By Linda Koco
Feb. 8, 2011 -- The indexed annuity market is about to get some new competitors — from Wall Street.
Jack Marrion, president of Advantage Compendium, St. Louis, says at least a couple of big Wall Street securities firms are already preparing to make filings for their indexed annuity products, perhaps by spring or summer.
The products will be indexed annuities (IAs) and sold as insurance products, not securities, he says.
To make that possible, the as-yet undisclosed firms have developed business relationships with insurance companies, says Marrion, who consults with some securities firms on indexed product development.

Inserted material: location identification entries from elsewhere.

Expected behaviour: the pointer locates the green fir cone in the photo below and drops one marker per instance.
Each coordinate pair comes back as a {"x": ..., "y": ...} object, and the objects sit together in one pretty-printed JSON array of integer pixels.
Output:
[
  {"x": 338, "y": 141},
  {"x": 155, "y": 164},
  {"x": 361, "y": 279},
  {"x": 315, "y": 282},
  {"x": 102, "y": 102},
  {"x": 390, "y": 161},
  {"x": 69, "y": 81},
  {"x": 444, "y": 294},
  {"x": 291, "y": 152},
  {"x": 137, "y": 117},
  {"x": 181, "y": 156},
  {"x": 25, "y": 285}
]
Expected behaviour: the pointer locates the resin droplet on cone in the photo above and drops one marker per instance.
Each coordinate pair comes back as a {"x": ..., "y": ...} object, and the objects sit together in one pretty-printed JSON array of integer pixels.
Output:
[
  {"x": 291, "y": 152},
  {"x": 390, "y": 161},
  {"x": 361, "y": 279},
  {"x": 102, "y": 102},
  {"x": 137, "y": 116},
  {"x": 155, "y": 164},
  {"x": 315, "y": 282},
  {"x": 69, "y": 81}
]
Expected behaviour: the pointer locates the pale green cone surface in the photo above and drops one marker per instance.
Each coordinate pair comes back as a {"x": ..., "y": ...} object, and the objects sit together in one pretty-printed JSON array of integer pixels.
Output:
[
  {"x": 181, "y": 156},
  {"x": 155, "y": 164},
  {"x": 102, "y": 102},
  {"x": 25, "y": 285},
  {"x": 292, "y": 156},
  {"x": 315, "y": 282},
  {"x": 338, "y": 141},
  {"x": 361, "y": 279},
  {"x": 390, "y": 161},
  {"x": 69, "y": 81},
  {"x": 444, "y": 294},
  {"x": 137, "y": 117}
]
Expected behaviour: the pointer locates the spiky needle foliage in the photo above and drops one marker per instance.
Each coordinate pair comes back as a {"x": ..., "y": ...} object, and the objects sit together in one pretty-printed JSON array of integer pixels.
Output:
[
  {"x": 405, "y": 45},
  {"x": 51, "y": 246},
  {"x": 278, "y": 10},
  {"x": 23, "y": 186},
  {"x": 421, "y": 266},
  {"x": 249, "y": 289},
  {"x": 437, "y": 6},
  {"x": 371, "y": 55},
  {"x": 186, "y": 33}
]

The development may surprise IA professionals who have battled with many securities interests over whether indexed annuities are securities.
When the Dodd-Frank Wall Street Reform and Consumer Protection Act of 2010 was enacted with an amendment saying indexed annuities are not securities if the products meet certain conditions, many industry watchers believed that the securities industry involvement with IAs had become a non-issue.
They further believed that that the securities industry would not have any interest in marketing indexed annuities because:
- Securities firms don’t like the products; and
- Securities firms that do want to offer an indexed annuity — for, say, competitive or customer needs purposes — would likely offer a registered indexed annuity to sell as a security.
Marion says neither argument holds water. The big Wall Street firms did not engage in the battle over whether IAs are securities, he explains.
“It was the stock brokerage firms, their various associations, some variable annuity carriers, and some securities regulators that pushed to have the product declared a security,” he says. “They said they wanted to control the sales practices related to IAs.”
The brokerage interests “never liked the products and they still don’t like them,” he says. But the big Wall Street firms don’t necessarily share that view.
As for the expectation that the big securities firms would probably only be interested in offering registered indexed annuities, Marrion says this is not the case. The firms appear to be product-neutral, he says. “They are considering all options right now.”
Jim Pedigo, a consultant with Financial Rate Watcher$, Inc., Longwood, Fla., terms the potential entry of big Wall Street firms into the IA market a “great” development for the business.
“The big securities firms will disseminate more information to the public about indexed annuities,” he explains. “A more informed public will make for a better buying public.”
Some of those firms have been pulling back on their variable annuity business over the past year, Pedigo points out. They will likely begin to focus more on the fixed arena instead, he says. If they launch their own IA, they will likely position it as a “crossover product” for their reps to use.
Because it is a hybrid product, sitting between fixed and variable annuities, the reps can use it when moving from selling securities to selling insurance, he explains.
This approach should appeal to older clients at the big securities firms, Pedigo says. In particular, it should appeal to clients who are seeking potentially higher returns than available in today’s bank certificates of deposit but with downside guarantees. The same clients may also like the product’s guaranteed lifetime withdrawal benefit (GLWB) rider, if the firms decide to offer on with their product, he says.
Pedigo thinks the big Wall Street firms that enter this market will initially offer their IAs through their own distribution networks. That will pose a competitive threat to IA professionals in the independent agency system, he says.
But once the firms are sure their products work, “they will start coming after us in the independent agency system,” he predicts. That’s because many independent agents are already comfortable selling IAs and they will be able to expand distribution.